A clear strategic plan outlining where do you see your business in five and ten years time. Investors want to see your long-term thoughts, even if these are only educated guesses. A strategic plan is a test of your vision and your ability to plan ahead. It should include:

  • Where are you at now, and how you got there
  • Market size (local and international). Specify statistics and other hard facts to support your claim that your business can capture a viable share of the market.
  • All existing and potential competition. Focus on why you’re different, and why you are better than the competition.
  • Barriers to entry. Investors will want to know how easy it might be for competitors or imitators to copy your lead. Higher barriers to entry will be more attractive than the reverse.
  • Credible professional advisors. Who is assisting you in your business? The more outside experts you have (even if they are only called in on an ‘as needed’ basis), the better.
  • Future products/services potential. Outline how you might develop your product or service going forward. Make sure you have something else on the drawing board to show continuity and that your business has more opportunity in the future.
  • Profile any technology. What exactly is your technological advantage over the others? Has this been independently verified by an expert.
  • Environmental regulatory requirements. Is there any legislation about to impact on what you do (either negatively or positively?).
  • Intellectual property you own, which may be the most valuable asset you have. Make sure it is yours and that your employees don’t think they own it. Cover any brands, patents, trademarks or existing copyright you may own.
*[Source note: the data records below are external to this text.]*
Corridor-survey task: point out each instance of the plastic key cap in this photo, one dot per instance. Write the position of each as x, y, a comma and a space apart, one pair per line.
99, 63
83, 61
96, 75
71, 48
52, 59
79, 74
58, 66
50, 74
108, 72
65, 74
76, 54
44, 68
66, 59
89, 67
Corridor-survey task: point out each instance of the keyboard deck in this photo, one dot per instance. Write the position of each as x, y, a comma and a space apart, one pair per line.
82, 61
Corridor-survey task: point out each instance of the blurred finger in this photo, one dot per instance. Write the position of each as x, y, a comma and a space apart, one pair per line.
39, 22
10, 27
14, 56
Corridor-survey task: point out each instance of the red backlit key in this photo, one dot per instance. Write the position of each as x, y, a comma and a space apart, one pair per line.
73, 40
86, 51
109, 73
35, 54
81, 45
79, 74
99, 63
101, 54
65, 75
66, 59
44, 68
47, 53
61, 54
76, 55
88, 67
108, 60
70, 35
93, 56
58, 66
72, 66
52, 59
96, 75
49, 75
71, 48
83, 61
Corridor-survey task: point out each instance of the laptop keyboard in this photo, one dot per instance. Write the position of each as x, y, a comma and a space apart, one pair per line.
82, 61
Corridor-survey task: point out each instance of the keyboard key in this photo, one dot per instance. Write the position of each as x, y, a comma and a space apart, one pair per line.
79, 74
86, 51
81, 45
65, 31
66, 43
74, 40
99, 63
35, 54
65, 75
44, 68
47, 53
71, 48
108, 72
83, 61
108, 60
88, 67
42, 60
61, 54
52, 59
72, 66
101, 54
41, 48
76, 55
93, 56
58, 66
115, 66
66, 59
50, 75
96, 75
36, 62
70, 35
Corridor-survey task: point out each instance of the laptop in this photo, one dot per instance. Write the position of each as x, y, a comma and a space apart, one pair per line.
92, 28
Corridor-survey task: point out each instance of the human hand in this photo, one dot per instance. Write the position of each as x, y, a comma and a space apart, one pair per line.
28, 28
Be confident and optimistic

Although it’s important to remain realistic, it’s still essential to promote the positive aspects of your business, those that would appeal to potential investors. Keep the following in mind:

  • Make your pitch as clear as possible, and in just a few minutes. Investors want to know that you can explain your business succinctly, but briefly. You want to explain quickly and clearly how your business model can make lots of money.
  • Be knowledgeable about current and potential competition. Investors will be impressed that you’re up-to-date with who else is in the market.
  • Keep the focus on benefits and financials. You don’t need to spend time talking about technology. If they want to know more about the technology behind your products or services, they’ll ask.

As much as you can, establish a good rapport with them. After all, you’re going to be in business together, so it’s important to get along with each other. Make sure they know you’ve got an open mind when it comes to their advice – a good investor will have lots to offer in the way of experience and contacts.

Have a clear exit strategy

Yes, developing an exit strategy before you’ve even got investment needs to be covered; the investors then know you are thinking about the end goal. The most common exits are:

  • A corporate buy-out. This is where a large corporation likes your business and thinks it will fit in well with theirs.
  • A management buy-out. You and/or key staff buy out the investors.
  • A management buy-in. Another syndicate buys into the business and manages it.
  • An Initial Public Offering (IPO). This is where you list your company on a stock exchange, so that investors can sell their shares.


Attracting investors is down to presenting your business in the best possible light, while still remaining realistic. Investors won’t be interesting in financing a business that’s in trouble, so they’re not a good option if your main goal is to solve financial difficulties. Investors are interested in businesses that will pay off for them down the line, so your main priority is showing them how your business will achieve that.